Então é esse o setor financeiro, supostamente o caso de uso de blockchain mais óbvio e o provérbio da “alternativa mais fácil”, mas, até agora, não resultou em nenhum deles.
Navalha de Occam
Se não é o setor financeiro, então qual? Fazendo referência à Navalha de Occam, princípio que afirma que é possível que a solução mais simples seja a correta ou a melhor, McKinsey acredita que a tecnologia de blockchain tem melhor aplicação em outras áreas além da indústria financeira.
O relatório conclui: “uma perspectiva emergente é que a aplicação de blockchain pode ser mais valiosa quando democratizar o acesso de dado, permitir a colaboração e resolver pontos críticos específicos.

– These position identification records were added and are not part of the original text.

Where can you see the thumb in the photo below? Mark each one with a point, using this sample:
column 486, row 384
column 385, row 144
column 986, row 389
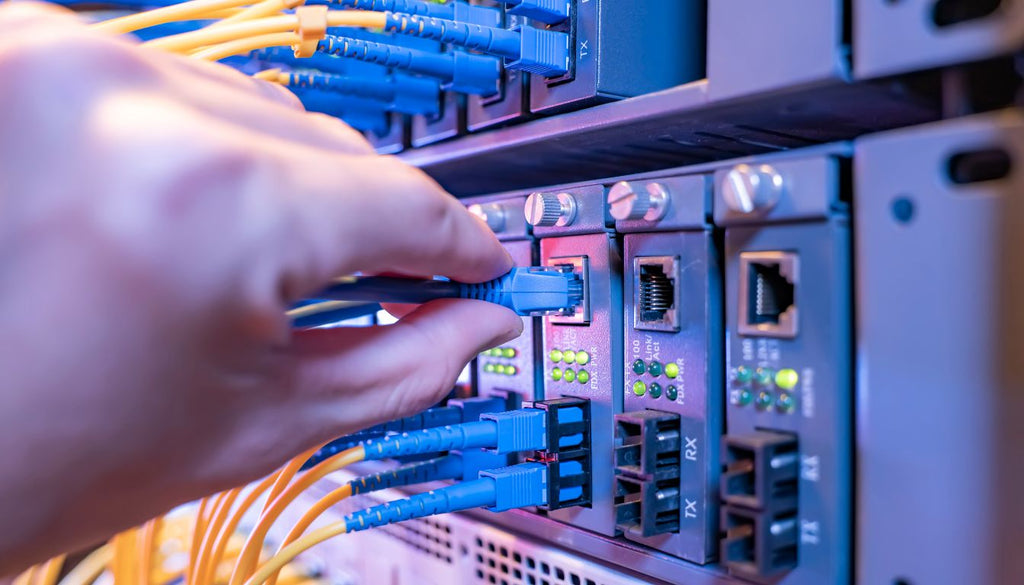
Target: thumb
column 352, row 378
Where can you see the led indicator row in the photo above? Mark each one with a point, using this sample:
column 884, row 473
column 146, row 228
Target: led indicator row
column 786, row 378
column 507, row 352
column 654, row 390
column 764, row 400
column 503, row 369
column 569, row 375
column 655, row 369
column 569, row 357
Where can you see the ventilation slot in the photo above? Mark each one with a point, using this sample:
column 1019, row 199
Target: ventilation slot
column 949, row 12
column 979, row 166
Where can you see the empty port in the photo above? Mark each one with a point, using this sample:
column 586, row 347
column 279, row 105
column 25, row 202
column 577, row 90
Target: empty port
column 567, row 457
column 649, row 445
column 768, row 293
column 647, row 469
column 581, row 267
column 645, row 507
column 758, row 545
column 761, row 470
column 654, row 293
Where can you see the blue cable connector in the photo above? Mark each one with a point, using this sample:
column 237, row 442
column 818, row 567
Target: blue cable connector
column 528, row 291
column 497, row 490
column 535, row 50
column 459, row 72
column 407, row 6
column 402, row 93
column 547, row 11
column 444, row 467
column 513, row 431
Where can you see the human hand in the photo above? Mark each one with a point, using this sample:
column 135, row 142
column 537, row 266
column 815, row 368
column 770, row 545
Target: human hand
column 159, row 215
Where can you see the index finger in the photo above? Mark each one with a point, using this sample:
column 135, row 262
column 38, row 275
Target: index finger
column 377, row 214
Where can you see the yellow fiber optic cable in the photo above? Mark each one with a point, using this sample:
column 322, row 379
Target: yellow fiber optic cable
column 126, row 556
column 184, row 11
column 258, row 27
column 212, row 532
column 28, row 577
column 224, row 537
column 215, row 35
column 89, row 568
column 289, row 553
column 259, row 10
column 147, row 548
column 250, row 553
column 287, row 474
column 198, row 529
column 244, row 46
column 50, row 571
column 309, row 517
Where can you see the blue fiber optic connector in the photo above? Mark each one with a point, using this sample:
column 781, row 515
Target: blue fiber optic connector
column 497, row 490
column 459, row 72
column 547, row 11
column 528, row 291
column 535, row 50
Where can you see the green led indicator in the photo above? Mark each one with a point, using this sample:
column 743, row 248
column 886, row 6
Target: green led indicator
column 639, row 367
column 740, row 398
column 786, row 379
column 654, row 368
column 764, row 376
column 742, row 375
column 784, row 403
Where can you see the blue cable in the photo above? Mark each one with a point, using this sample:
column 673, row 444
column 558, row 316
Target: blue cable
column 401, row 93
column 407, row 6
column 459, row 72
column 535, row 50
column 445, row 467
column 497, row 490
column 527, row 291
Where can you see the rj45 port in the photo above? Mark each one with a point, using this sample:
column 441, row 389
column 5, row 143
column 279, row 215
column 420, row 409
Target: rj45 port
column 768, row 294
column 654, row 293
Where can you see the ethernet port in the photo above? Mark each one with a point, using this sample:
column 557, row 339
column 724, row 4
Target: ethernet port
column 757, row 545
column 654, row 294
column 768, row 293
column 761, row 470
column 580, row 265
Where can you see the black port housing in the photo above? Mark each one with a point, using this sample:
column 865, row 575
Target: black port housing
column 567, row 456
column 646, row 507
column 568, row 470
column 647, row 470
column 567, row 425
column 649, row 444
column 758, row 545
column 761, row 470
column 768, row 294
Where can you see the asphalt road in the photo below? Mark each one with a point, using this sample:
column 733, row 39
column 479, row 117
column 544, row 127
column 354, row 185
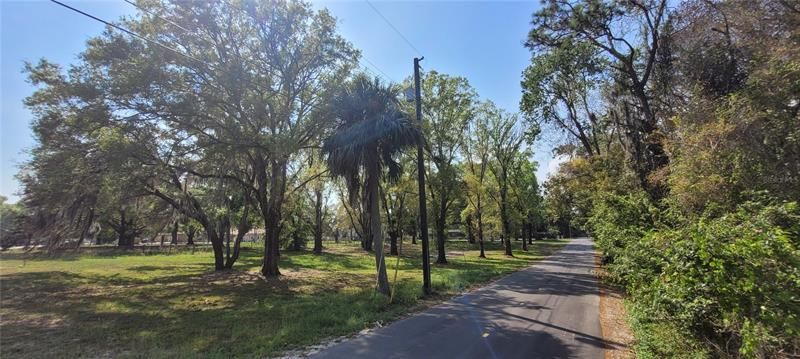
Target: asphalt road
column 549, row 310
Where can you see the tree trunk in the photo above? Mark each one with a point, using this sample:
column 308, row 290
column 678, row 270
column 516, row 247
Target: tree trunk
column 470, row 232
column 272, row 219
column 242, row 228
column 216, row 244
column 530, row 232
column 174, row 233
column 318, row 221
column 373, row 172
column 441, row 223
column 480, row 229
column 190, row 237
column 524, row 239
column 504, row 215
column 124, row 232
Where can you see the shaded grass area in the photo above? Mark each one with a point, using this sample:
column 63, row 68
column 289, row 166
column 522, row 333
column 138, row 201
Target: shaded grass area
column 131, row 304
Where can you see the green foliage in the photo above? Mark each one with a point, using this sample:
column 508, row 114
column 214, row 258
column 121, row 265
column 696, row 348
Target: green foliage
column 174, row 305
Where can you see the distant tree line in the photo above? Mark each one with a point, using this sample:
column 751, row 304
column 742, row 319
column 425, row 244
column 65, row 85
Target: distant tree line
column 681, row 136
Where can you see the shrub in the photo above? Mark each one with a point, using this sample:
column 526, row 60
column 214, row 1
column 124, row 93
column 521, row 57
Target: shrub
column 732, row 281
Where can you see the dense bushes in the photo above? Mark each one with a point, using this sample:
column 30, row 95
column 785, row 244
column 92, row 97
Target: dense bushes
column 731, row 281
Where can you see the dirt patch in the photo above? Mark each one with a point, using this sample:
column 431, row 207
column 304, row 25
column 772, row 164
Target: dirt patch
column 613, row 317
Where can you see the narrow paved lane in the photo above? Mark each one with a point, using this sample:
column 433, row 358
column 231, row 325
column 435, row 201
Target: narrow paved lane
column 549, row 310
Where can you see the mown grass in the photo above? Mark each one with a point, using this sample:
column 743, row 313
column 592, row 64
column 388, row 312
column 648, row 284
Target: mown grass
column 130, row 304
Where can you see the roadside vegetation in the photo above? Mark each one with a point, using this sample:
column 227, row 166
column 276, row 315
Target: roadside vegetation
column 677, row 126
column 682, row 148
column 123, row 303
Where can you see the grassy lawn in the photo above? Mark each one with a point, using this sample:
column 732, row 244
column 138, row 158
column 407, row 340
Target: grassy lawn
column 131, row 304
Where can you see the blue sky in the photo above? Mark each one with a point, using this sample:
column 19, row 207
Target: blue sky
column 481, row 41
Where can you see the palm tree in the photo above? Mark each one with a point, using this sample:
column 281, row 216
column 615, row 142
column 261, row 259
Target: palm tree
column 369, row 131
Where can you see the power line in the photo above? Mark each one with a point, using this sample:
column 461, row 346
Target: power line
column 129, row 32
column 379, row 69
column 394, row 28
column 187, row 31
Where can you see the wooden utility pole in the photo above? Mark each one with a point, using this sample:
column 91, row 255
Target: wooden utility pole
column 423, row 207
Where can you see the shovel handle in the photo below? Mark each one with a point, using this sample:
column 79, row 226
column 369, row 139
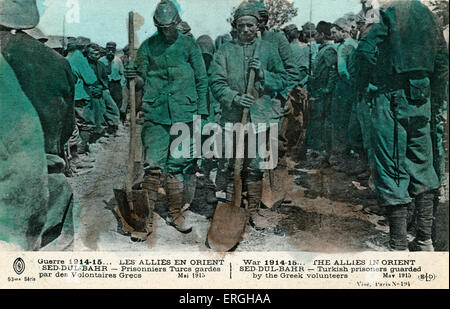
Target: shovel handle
column 239, row 161
column 132, row 103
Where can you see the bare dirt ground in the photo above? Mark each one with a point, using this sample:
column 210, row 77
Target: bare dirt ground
column 323, row 211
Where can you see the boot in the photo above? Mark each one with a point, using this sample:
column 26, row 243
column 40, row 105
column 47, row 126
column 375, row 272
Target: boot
column 424, row 208
column 151, row 183
column 229, row 192
column 175, row 189
column 211, row 194
column 254, row 193
column 397, row 216
column 83, row 147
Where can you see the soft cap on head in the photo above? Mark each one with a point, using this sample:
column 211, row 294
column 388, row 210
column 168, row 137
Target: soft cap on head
column 111, row 45
column 37, row 34
column 206, row 44
column 184, row 27
column 166, row 14
column 261, row 8
column 246, row 9
column 18, row 14
column 83, row 41
column 344, row 24
column 324, row 27
column 309, row 27
column 290, row 28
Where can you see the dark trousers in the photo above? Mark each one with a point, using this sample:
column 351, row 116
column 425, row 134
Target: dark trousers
column 115, row 88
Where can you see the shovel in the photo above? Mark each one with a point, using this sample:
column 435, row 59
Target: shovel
column 229, row 221
column 133, row 207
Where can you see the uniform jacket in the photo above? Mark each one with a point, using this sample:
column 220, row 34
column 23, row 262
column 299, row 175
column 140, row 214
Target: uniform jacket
column 324, row 75
column 47, row 80
column 281, row 44
column 23, row 166
column 115, row 69
column 175, row 79
column 229, row 77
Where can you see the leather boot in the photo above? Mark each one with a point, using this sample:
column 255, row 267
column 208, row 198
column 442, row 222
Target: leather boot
column 229, row 192
column 175, row 190
column 83, row 147
column 424, row 208
column 151, row 183
column 254, row 193
column 397, row 216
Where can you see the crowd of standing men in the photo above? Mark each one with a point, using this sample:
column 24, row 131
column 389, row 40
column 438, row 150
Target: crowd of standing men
column 369, row 87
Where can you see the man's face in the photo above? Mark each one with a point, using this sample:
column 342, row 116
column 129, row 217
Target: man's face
column 170, row 33
column 247, row 28
column 310, row 36
column 336, row 34
column 292, row 35
column 319, row 37
column 110, row 52
column 354, row 29
column 92, row 54
column 367, row 4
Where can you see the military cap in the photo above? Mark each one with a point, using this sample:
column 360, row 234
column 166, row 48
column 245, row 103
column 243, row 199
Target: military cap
column 18, row 14
column 261, row 8
column 246, row 9
column 37, row 34
column 83, row 41
column 184, row 27
column 324, row 27
column 309, row 27
column 290, row 28
column 72, row 44
column 55, row 42
column 111, row 45
column 206, row 44
column 166, row 14
column 343, row 24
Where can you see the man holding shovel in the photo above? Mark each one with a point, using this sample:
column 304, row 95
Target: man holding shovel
column 170, row 67
column 229, row 77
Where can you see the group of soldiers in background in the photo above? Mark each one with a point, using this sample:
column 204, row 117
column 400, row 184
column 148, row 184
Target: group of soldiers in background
column 355, row 90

Com certeza, traz benefícios, pois transfere governança das empresas para os consumidores, compartilhando ‘provas’ de procedência de cadeias de fornecimento de forma mais vertical, além de fornecer transparência e automação.
Nossa suspeita é que será um desses tipos de casos de uso em vez daqueles dos serviços financeiros, que irão, futuramente, demonstrar maior valor.”
Se considerássemos os produtos baseados em blockchain que estão tendo progresso além da etapa teórica, esses são os setores que se destacam. Experimentos em gestão de cadeia de fornecimento, identidade digital, além do compartilhamento de registros públicos tiveram mais sucesso.
Pode-se dizer que, nessas situações, as abordagens baseadas em blockchain são a solução mais simples.